Intervista a mister Cimicata: “Non vedo un bel futuro per i dilettanti. Trovare una squadra sarà difficile”

Intervista a mister Cimicata: “Non vedo un bel futuro per i dilettanti. Trovare una squadra sarà difficile”

Vive di calcio e per il calcio. E’ la sua grande passione. E’ stato un grande giocatore ed ora è un grande allenatore. E’ di Carlo Cimicata che stiamo parlando. Un tecnico carismatico e con una forte personalità. Forse uno dei migliori di sempre della nostra provincia. Ogni giocatore che ha allenato ha un ricordo positivo di lui. E d’altronde come non lo si fa ad avere quando vieni allenato da un tecnico bravo e preparato sotto tutti i punti di vista? Infatti, uno con le sue capacità non lo dimentichi mai.

Ormai da più di due mesi senza calcio. Come ha passato il tempo in questa quarantena?

La settimana  prima che il campionato si fermasse mi sono dimesso. In quarantena ho approfittato per leggere molto sia per quanto riguarda il calcio che letture più distensive. Ho giocato con la nipotina di cinque anni e come la maggior parte degli italiani ho approfittato nel mangiare dolci che faceva mia suocera. Ho usato molto il divano, seguendo gli aggiornamenti del coronavirus.

Cosa propone per la conclusione dei campionati?

Credo che il campionato sia già finito. Rimangono solo da stabilire le classifiche finali. E credo anche che molte squadre avranno difficoltà ad iscriversi il prossimo anno, da questo dipenderà chi rimane in categoria e determinare i gironi.

E della stagione che ha disputato la sua squadra cosa ci dice?

Per quanto riguarda la mia squadra, ci sono state diverse difficoltà. Con giocatori che volevano andare via e giocatori che non sono voluti venire a Cassano. Poi ci sono stati infortuni che mi hanno costretto a far giocare fuori ruolo molti di loro, un po’ di sfortuna, ed abbiamo  collezionato una serie di risultati negativi che mi hanno costretto a dimettermi.

Per quanto riguarda le altre squadre del campionato. Chi secondo lei è stata la rivelazione e chi ha deluso?

La rivelazione il Belvedere.
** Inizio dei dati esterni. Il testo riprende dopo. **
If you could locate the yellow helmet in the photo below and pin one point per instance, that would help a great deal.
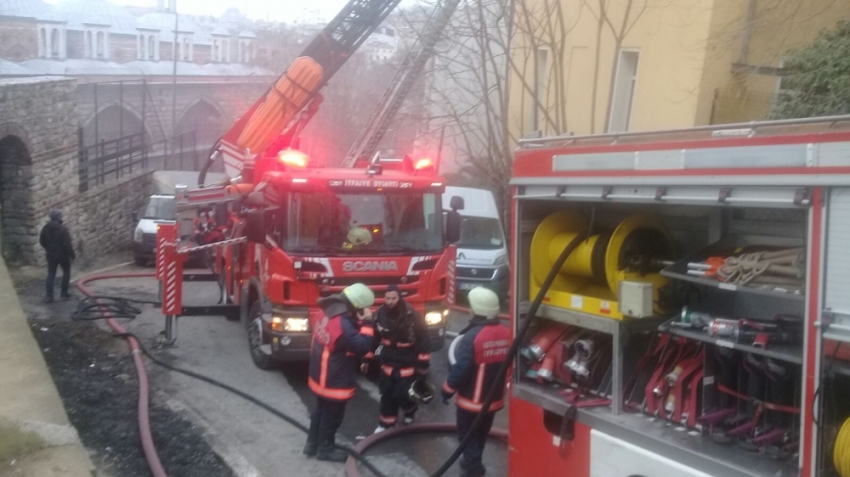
(359, 295)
Mentre chi mi ha deluso il mio Cassano.

Qual è l’emozione più grande che ha vissuto prima da giocatore e poi da allenatore?

Da giocatore il mio esordio nel Potenza in serie C2 ad Alcamo, da allenatore, quando ho sostituito Gasperini nel Crotone in serie B a Crotone, contro il Piacenza di Iachini.

Sappiamo che ha allenato tanti giocatori e anche molto forti. Ma chi è quello che più l’ha entusiasmata?

Ce n’è stato più di qualcuno, ma se devo fare un nome credo che Rino Frisenda, per le qualità che aveva poteva arrivare in serie A, ma tanti infortuni lo hanno penalizzato. Nella Juniores si confrontò con Mascara, sembravano gemelli, ma Frisenda era più bravo, solo che lui arrivò in serie A mentre Rino solo alla serie C1. Sfortunato.

Il calcio che propone con le sue squadre a chi si ispira?

Fin da piccolo mi piaceva il gioco totale dell’Ajax, quindi avere il pallino in mano, ma cercare le verticalizzazioni più velocemente rispetto al gioco troppo in orizzontale.

Il suo futuro…

Non vedo un bel futuro, specie nei dilettanti, dopo questa epidemia. Il calcio avrà un ridimensionamento sia dal punto di vista economico che strutturale, gli sponsor saranno di meno, i comuni aiuteranno anche meno, molte società rinunceranno. Quindi vedo poche possibilità di lavorare anche se il calcio è la mia passione. Forse un ritorno in un settore giovanile professionistico  potrebbe attirarmi ancora.